Normally, your bladder doesn’t host bacteria. But when bacteria do get in—usually by way of the digestive tract—you’ll certainly notice it. The best thing to do is see your doctor, who will prescribe an antibacterial drug. Which drug you take just depends on your medical history and the results of your urinalysis. Some of the most commonly prescribed are amoxicillin, ampicillin, nitrofurantoin and trimethoprim. Additionally, broad-spectrum antibiotics called quinolones, including ciprofloxacin, norflaxacin, ofloxacin, and trovafloxin.
It will usually take one or two days for your infection to clear up, as long as you don’t have any complications like a kidney infection or diabetes. Remember, even if your symptoms have disappeared, it doesn’t mean your infection has. So you should always make sure you take the entire dosage—which will usually last a week or two.
More complicated cases may take longer to heal and require specific drugs, so make sure you tell your doctor if you have diabetes, genital infections or structural abnormalities. He or she will tailor your treatment, and will likely have you in for a follow-up urinalysis to make sure your infection has cleared.

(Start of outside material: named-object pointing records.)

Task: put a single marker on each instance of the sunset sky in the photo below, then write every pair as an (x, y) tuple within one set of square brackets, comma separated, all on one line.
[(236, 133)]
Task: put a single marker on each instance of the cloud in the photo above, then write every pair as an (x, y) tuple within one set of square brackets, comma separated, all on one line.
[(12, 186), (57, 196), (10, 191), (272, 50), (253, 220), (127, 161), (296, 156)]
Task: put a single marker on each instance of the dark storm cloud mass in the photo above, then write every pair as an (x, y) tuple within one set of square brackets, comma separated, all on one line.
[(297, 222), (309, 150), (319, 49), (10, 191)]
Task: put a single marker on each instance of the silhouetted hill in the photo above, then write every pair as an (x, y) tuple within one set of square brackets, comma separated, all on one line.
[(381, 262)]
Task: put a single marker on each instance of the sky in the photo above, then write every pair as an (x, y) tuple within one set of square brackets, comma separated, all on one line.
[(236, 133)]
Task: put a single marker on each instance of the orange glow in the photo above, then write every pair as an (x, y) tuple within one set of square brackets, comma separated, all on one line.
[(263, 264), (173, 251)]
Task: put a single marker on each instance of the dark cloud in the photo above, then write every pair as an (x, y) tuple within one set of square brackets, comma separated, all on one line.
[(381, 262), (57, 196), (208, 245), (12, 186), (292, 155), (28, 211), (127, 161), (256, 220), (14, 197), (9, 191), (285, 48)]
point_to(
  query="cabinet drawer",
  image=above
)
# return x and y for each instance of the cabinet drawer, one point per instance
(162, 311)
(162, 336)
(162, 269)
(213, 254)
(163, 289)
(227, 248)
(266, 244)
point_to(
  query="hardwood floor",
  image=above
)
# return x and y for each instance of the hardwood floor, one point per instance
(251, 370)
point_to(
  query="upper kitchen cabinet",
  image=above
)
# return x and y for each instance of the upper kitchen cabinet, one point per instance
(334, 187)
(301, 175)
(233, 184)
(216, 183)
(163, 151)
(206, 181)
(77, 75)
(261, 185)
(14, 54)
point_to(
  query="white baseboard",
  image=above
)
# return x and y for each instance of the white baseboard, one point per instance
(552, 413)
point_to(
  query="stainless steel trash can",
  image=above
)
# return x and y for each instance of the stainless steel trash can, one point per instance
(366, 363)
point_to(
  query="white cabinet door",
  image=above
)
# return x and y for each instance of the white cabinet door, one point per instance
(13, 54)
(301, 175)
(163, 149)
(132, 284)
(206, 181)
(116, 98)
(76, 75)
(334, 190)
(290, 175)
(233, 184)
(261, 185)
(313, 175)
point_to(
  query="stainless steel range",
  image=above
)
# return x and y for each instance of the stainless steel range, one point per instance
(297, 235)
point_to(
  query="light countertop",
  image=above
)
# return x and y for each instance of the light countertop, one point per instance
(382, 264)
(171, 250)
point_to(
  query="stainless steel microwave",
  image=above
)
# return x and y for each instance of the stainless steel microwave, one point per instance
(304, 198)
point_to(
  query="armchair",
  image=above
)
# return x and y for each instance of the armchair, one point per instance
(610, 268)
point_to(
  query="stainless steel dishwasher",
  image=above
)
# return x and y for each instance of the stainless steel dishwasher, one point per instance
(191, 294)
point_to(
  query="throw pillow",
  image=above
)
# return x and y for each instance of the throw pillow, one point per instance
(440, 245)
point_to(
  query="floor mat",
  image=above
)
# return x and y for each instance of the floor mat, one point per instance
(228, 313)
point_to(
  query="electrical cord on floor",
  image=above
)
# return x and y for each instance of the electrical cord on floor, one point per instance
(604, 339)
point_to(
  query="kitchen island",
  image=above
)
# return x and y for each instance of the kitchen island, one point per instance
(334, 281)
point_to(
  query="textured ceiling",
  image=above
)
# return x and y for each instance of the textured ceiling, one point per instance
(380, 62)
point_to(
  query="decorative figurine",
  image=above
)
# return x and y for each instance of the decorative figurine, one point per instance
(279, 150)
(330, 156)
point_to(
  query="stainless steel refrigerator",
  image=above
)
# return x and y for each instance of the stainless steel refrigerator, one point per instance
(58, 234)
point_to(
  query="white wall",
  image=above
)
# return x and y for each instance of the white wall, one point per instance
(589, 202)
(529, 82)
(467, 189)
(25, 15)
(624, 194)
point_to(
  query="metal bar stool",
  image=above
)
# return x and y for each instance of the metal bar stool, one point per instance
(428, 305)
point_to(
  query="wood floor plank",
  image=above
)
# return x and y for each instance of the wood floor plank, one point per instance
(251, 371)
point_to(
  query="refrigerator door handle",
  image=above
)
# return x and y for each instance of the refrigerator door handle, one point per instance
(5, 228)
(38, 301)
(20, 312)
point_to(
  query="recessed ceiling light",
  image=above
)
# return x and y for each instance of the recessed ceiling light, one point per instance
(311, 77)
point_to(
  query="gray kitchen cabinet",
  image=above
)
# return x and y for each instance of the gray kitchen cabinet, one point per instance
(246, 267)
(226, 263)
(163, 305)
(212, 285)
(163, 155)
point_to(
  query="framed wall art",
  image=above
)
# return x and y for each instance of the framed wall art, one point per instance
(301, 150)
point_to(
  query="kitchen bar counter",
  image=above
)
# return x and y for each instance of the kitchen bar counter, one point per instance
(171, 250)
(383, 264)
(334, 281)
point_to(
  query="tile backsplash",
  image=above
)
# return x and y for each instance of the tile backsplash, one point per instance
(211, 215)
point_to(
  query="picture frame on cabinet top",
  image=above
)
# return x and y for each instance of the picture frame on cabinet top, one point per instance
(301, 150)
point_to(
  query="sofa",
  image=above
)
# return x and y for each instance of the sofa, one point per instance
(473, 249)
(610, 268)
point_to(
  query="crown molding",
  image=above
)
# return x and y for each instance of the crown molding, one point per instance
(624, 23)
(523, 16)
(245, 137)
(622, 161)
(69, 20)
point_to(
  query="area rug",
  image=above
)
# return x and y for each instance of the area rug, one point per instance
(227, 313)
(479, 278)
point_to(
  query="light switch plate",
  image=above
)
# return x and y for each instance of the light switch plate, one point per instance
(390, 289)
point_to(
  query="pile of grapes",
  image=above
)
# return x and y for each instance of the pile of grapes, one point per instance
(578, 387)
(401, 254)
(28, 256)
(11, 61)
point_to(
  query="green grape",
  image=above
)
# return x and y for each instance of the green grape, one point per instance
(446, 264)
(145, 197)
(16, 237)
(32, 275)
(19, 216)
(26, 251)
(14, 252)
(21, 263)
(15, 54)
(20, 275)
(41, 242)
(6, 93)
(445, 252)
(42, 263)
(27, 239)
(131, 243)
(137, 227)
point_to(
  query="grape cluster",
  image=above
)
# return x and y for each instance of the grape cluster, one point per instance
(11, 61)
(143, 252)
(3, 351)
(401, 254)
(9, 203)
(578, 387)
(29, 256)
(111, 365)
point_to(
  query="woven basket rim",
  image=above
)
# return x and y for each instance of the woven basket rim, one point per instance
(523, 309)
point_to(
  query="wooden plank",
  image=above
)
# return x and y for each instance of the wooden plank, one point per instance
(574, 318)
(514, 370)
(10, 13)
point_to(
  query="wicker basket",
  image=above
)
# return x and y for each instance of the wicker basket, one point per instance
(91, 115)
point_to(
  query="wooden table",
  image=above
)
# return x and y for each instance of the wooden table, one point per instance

If you also have, or suspect you have a kidney infection, seek care immediately. Untreated, kidney infections can lead to kidney damage—or even failure. Your doctor will probably give you several weeks’ worth of treatment and ensure that you are taking in enough fluids.
While it’s important to see a medical provider as soon as you think you have a bladder infection, you can take over the counter drugs like ibuprofen, or apply a heating pad to ease the pain. Spicy foods, caffeine, alcohol and smoking should be avoided—in fact, one of the leading causes of bladder cancer is from cigarette smoking. And of course, don’t panic. UTI’s are relatively common and usually clear up soon after starting treatment.